Ho parlato male di te

Ho detto che sei brutta, che non ti avrei voluto più vedere.Ho parlato male di te con gente che ti conosce. Spesso non sono riuscito a frenarmi nemmeno con chi non ti conosce per nulla. Mi hai stancato, e molte volte ho pensato che vivere con te mi facesse male. A volte lo penso ancora. Quando ti ho lasciata è capitato spesso che avessi il voltastomaco all'idea di ritrovarti.

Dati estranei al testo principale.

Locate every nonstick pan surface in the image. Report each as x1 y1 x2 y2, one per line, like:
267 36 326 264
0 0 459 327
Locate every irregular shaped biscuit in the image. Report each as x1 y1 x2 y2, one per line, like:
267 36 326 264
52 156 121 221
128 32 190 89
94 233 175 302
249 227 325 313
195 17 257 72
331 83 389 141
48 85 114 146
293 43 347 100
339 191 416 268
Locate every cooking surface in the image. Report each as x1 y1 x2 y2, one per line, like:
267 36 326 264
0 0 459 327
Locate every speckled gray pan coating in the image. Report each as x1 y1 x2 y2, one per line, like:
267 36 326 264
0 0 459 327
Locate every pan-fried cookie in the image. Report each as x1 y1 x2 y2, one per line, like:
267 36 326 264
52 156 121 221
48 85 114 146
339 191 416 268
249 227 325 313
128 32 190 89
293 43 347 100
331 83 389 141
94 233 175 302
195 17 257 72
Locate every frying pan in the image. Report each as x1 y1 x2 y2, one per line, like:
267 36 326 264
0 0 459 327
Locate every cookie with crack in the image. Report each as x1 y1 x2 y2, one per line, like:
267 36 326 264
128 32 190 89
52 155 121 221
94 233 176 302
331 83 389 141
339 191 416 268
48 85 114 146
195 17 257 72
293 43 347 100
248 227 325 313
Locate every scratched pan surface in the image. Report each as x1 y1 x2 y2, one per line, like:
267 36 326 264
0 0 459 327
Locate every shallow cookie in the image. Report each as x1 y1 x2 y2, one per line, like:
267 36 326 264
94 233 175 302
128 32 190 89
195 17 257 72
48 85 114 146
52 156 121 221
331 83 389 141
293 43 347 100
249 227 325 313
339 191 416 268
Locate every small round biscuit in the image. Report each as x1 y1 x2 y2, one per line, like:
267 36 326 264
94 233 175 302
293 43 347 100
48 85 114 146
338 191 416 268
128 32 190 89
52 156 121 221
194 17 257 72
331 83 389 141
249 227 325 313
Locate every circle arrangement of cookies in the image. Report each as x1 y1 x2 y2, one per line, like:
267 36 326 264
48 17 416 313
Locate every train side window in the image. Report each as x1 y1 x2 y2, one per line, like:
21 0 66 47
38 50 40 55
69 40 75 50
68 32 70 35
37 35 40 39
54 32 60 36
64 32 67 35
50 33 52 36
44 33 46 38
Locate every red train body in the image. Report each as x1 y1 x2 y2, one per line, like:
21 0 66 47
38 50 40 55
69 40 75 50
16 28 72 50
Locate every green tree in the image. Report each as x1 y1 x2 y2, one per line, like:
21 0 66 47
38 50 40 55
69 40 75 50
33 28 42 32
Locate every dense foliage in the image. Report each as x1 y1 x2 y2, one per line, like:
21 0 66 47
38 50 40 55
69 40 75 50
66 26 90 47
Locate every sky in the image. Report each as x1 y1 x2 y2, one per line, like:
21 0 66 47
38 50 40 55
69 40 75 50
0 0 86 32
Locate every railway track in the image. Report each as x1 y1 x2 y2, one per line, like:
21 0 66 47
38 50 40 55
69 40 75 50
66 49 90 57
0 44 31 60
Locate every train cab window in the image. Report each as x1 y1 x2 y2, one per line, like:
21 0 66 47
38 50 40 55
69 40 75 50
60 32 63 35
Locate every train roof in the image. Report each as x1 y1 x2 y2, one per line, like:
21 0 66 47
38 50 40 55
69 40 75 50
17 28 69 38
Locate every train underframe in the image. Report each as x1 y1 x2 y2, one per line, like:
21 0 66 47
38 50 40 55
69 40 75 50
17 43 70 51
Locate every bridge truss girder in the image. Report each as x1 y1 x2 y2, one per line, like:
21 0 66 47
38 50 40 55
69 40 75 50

Certi giorni ho sopportato a fatica di svegliarmi e trovarti lì. Ho fatto fatica a capire cosa altri trovassero in te di così speciale. Non ti ho sopportato, mi hai dato sui nervi. Ho pensato che mi togliessi l'aria, e chi ormai aveva preso le distanze da te mi ha detto che non sbagliavo. Che era proprio così. Che non lo fai apposta, ma che con te non c'è speranza. Ho dimenticato che avessi un cuore, ho smesso di ascoltarti mentre dormivi. Ho pensato di conoscere a memoria la tua pelle. Ti ho data per scontata, e ne ho goduto. Ma dopo un po' sei sempre mancata. Non mi hai mai tenuto legato, hai lasciato che tornassi. E ultimamente parlo sempre di te, scrivo sempre di te. Poi stanotte ti ho vista, vestita da sera. E soltanto una collana di perle. Siamo stati un po' soli, mi hai portato a camminare. E ho capito perchè torno sempre da te. Ho avuto la fortuna di vederne e tante e vivere un po' di loro. E non lo so, se sono uno da città alla fine, o se lo sarò sempre. I miei piedi in fondo sono sempre un po' nel mare. Ma la mia città sei tu. E non è per caso. E credo di essere innamorato di te, Milano. "D'una città non godi le sette o le settantasette meraviglie, ma la risposta che dà a una tua domanda."